While this information might be helpful to you the next time you walk into a car dealership or a job interview, the concept behind how to negotiate is much farther reaching than that. Fundamentally, the question about how best to negotiate is about how best to exploit the anchoring effect. The anchoring effect is a cognitive bias, or an automatic error in thinking, to which our brains are susceptible, and we can observe it in just about any setting that requires decision making.

When we are presented with a choice to make, we will base our decision most heavily on the first piece of information we get, such that the outcome is skewed by what information is presented first.

In the case of a negotiation, making the first offer can be to our advantage because we decide what that first piece of information presented will be. For example, by asking for a $10,000 raise we set the point around which the rest of the negotiation will be based. Consider the difference between how we (and our employer) might feel about a $7,500 raise if we asked for $10,000 and a $7,500 raise had we asked for $5,000. One will seem like a win and the other a loss, all depending on the number to which we anchored from the start.

The anchoring effect impacts our buying decisions as well. If the car you want is $25,000 but it sits next to another car on the lot selling for $45,000, it is likely to seem more reasonably priced. Conversely, if it was next to a car selling for $15,000, it might seem expensive. The price tag never changes but the way we feel about it, and thus the decision we make about it, changes based on the cost relative to the anchor.

There are endless ways in which the anchoring effect plays out in our financial lives. We may refuse to sell an investment because we are anchored to the price that we paid for it, regardless of whether the investment continues to be appropriate for our portfolio. We might list our house based on the sale price of the house down the street regardless of whether the properties are of comparable value. We might insist on having a certain amount of money before retiring and continue to work even if doing so is unnecessary.

The anchoring effect can also impact what we do during stock market turmoil. During periods like the one we are in now, in which investment portfolios and housing prices have continued to climb, it is natural to look at how much we are worth on paper and anchor to that new higher number. From that point forward, if the value of our assets declines, we are likely to view this as a loss. If values decline drastically, this perceived loss might feel especially painful and lead us to believe there is something wrong with our investment strategy.

Consider how you might feel if your net worth recently surpassed $1,000,000. Now consider how you might feel if in two months that number had dropped to $750,000. Did the words disappointed, confused, or scared come to mind?
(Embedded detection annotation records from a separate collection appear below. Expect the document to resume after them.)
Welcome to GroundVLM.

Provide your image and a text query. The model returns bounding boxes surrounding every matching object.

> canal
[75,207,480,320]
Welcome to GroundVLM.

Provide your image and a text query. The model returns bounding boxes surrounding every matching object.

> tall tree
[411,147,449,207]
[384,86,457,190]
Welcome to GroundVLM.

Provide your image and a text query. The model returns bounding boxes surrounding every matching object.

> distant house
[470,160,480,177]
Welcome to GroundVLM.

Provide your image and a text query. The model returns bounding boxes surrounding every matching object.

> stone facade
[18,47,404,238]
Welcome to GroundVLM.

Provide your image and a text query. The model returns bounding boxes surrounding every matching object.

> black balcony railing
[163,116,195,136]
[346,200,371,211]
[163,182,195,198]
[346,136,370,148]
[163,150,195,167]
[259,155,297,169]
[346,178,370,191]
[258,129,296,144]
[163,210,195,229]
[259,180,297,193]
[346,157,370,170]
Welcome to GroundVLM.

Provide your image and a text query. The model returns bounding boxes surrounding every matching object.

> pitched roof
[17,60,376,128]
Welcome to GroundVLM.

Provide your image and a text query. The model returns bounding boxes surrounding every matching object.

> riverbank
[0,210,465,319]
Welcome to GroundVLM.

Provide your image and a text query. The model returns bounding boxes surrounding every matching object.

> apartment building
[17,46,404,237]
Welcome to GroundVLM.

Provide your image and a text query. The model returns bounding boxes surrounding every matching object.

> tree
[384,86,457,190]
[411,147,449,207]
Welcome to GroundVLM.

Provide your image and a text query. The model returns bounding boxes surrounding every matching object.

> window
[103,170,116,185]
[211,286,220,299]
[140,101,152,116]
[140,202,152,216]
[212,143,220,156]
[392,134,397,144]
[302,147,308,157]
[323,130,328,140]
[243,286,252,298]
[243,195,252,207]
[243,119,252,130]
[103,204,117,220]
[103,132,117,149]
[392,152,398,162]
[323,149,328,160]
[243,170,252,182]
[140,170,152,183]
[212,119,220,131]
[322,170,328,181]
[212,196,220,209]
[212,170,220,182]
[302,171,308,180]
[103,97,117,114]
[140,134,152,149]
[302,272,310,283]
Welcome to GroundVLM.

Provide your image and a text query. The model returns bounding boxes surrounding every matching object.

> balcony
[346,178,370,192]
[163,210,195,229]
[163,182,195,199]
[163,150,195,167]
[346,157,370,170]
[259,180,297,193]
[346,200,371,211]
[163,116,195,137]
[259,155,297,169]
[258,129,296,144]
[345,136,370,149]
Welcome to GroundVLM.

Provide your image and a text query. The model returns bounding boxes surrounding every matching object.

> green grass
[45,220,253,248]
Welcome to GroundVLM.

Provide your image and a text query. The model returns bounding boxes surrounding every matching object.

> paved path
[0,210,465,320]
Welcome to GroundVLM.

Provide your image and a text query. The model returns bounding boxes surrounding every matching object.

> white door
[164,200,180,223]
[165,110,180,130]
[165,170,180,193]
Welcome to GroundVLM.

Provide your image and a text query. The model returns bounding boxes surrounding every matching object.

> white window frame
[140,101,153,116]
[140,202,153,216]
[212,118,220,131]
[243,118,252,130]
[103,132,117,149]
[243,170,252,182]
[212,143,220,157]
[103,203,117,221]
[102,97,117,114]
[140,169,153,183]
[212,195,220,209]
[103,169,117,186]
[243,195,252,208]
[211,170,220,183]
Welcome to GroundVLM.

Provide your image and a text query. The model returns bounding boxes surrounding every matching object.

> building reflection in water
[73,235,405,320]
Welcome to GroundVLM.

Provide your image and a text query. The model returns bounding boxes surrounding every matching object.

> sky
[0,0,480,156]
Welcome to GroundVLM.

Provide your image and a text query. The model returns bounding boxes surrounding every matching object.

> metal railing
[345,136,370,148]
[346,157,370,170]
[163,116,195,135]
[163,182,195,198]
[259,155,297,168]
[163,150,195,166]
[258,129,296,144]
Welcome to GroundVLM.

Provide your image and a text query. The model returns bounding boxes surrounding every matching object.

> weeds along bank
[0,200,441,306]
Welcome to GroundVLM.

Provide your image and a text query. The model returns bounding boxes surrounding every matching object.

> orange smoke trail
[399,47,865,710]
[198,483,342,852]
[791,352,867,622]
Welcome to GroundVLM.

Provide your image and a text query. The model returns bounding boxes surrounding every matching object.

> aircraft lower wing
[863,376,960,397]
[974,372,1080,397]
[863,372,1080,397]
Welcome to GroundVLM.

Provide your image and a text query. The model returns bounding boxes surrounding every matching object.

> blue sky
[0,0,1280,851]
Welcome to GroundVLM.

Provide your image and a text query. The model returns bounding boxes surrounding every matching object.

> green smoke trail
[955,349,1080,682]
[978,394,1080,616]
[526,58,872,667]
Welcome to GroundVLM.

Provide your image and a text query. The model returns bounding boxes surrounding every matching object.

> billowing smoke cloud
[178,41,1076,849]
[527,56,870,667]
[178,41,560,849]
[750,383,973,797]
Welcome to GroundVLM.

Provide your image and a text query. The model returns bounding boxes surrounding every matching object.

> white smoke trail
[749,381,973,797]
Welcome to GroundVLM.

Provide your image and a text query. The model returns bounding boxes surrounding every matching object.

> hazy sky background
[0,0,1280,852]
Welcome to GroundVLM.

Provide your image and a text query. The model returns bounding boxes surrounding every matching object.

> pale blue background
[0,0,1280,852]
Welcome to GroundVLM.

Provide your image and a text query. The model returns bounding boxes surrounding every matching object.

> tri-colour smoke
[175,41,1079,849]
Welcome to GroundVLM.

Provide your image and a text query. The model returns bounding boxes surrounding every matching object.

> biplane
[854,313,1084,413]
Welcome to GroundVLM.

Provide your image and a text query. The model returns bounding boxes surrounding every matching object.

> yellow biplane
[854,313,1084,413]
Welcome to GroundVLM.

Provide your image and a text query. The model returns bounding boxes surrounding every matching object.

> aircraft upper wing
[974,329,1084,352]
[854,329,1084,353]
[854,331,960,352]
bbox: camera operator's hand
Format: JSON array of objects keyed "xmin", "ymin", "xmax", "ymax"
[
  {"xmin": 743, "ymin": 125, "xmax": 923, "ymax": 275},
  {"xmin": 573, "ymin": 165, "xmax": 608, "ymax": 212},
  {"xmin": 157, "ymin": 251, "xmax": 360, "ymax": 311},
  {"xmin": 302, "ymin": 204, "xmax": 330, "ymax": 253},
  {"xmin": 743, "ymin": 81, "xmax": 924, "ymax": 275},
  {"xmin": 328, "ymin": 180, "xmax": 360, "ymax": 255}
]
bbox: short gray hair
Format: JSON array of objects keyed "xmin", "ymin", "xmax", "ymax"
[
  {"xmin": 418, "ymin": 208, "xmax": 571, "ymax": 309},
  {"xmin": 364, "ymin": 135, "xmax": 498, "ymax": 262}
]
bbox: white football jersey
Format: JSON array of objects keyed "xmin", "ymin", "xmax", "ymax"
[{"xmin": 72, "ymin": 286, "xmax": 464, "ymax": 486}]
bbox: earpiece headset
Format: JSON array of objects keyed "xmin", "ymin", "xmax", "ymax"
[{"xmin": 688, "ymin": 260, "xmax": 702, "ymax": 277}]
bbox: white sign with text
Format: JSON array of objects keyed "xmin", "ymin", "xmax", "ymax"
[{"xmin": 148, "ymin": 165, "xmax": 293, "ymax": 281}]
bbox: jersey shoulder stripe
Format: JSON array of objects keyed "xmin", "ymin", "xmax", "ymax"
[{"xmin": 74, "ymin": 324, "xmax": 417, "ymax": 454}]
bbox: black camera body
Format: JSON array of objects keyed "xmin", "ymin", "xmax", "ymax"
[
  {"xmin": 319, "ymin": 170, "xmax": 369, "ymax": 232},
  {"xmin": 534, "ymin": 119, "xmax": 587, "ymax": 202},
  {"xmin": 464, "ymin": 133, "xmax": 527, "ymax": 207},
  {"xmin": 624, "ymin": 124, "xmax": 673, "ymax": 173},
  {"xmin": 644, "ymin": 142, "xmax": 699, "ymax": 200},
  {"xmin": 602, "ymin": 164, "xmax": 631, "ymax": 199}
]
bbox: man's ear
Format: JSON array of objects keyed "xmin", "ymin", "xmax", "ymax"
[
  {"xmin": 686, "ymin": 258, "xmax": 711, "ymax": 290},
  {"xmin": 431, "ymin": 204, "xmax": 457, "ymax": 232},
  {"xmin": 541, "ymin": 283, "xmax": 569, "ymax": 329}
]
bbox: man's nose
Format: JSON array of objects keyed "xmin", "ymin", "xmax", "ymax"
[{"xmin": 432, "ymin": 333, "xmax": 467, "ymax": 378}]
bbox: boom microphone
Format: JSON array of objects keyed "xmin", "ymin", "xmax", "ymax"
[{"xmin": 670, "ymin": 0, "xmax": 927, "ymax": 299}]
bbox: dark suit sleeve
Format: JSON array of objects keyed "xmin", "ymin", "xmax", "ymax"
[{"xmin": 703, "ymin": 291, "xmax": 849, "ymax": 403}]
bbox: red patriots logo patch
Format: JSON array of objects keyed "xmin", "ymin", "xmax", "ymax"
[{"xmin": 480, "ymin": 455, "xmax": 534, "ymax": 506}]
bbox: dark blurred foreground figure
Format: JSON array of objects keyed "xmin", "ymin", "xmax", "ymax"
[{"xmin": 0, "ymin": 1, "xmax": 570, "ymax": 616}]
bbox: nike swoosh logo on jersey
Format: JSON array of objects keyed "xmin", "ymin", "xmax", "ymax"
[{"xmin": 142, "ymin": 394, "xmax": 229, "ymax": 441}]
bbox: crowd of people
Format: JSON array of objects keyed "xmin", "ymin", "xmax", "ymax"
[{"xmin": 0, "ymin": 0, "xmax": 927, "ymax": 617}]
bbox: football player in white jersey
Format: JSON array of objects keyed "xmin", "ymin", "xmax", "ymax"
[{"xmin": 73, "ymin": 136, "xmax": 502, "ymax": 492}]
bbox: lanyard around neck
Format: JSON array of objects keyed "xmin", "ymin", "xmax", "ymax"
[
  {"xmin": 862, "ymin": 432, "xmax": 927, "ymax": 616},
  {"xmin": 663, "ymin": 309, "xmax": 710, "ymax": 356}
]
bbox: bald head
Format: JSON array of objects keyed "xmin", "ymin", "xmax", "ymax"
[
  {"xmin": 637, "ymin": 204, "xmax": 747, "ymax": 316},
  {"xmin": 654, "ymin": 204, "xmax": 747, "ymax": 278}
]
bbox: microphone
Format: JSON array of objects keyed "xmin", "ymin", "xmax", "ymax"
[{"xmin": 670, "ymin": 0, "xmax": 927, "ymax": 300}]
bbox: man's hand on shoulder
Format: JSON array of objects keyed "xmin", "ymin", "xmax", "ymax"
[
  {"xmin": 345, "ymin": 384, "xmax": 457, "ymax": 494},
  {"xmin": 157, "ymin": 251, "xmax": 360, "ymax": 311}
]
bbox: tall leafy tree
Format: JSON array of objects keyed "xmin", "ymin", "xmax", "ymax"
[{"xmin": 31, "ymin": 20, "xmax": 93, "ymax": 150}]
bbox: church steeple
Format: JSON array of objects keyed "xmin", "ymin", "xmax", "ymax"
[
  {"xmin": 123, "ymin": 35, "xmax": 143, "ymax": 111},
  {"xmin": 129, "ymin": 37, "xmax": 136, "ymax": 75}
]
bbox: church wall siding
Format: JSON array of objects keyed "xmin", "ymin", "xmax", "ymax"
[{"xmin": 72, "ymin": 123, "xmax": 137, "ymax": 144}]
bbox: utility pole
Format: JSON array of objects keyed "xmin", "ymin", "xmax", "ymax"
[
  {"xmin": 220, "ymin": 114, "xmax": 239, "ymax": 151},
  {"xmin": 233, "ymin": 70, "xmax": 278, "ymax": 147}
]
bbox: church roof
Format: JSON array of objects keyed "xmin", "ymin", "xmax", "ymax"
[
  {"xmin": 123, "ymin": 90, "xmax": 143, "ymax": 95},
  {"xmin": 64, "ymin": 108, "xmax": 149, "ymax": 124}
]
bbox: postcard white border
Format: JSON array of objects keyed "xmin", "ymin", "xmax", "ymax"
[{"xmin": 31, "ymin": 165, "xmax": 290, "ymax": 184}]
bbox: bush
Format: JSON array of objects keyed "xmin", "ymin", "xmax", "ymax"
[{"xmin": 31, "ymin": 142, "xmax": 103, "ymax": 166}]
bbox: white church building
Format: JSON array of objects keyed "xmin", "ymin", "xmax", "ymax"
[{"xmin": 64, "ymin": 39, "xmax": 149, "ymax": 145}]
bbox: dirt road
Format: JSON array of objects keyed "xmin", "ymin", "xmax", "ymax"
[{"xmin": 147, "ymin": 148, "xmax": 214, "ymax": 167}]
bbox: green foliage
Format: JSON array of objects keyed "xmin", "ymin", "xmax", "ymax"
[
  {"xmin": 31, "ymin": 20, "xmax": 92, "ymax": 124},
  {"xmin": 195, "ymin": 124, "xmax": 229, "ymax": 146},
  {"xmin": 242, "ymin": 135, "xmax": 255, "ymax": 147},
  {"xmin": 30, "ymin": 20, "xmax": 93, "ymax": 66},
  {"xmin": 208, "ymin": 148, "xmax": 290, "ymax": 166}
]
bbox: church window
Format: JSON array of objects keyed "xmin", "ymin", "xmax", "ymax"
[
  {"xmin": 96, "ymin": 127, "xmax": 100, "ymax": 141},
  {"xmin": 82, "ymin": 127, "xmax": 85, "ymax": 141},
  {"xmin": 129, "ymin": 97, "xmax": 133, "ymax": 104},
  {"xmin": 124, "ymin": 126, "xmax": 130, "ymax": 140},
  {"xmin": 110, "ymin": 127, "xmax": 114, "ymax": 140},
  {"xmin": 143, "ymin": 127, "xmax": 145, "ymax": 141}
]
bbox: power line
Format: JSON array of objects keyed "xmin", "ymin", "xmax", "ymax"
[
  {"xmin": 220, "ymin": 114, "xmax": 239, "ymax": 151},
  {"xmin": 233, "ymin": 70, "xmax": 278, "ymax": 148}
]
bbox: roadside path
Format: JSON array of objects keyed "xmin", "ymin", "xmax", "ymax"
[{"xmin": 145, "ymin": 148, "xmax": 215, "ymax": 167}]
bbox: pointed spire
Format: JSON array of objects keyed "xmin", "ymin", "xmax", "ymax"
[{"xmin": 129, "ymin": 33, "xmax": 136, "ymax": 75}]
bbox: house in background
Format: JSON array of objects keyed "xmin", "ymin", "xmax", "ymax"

Now consider if you had anchored to your net worth two years ago, when you were worth $700,000. Suddenly $750,000 doesn’t feel so bad. You might not be entirely satisfied with a $50,000 gain but it would feel meaningfully different than a perceived loss of $250,000.

The difference between anchoring to these two numbers, $1M versus $700,000, is not just about putting a cheerful spin on volatile markets. It is about helping ourselves manage the negative emotions that occur when markets go through their inevitable periods of decline. If we continually anchor to our highest net worth, we are more likely to experience negative emotions that could drive us to change our investment strategy in the middle of a downturn, when it is the most detrimental to sell stocks. Choosing a better anchor could help us ride out the downturns and stick with our strategy, which ultimately helps our portfolio recover more quickly.

So, how do we pick the right anchor? I suggest basing it on the risk profile of your investments. Using the table below, if you have a portfolio with 70% stock, you might consider shaving off 29% of your investment values to calculate your anchor. In other words, if you have one million dollars invested 70% in stock, you might anchor to a number closer to $710,000. For someone with less stock, who would typically experience lower volatility, making a more modest adjustment to your anchor would be reasonable.

At its core, the anchoring effect is about the relative nature of our decision-making based on the data to which we attach our expectations. In today’s environment of record-high stock and home prices, it’s especially important to manage our expectations and to know when to drop anchor.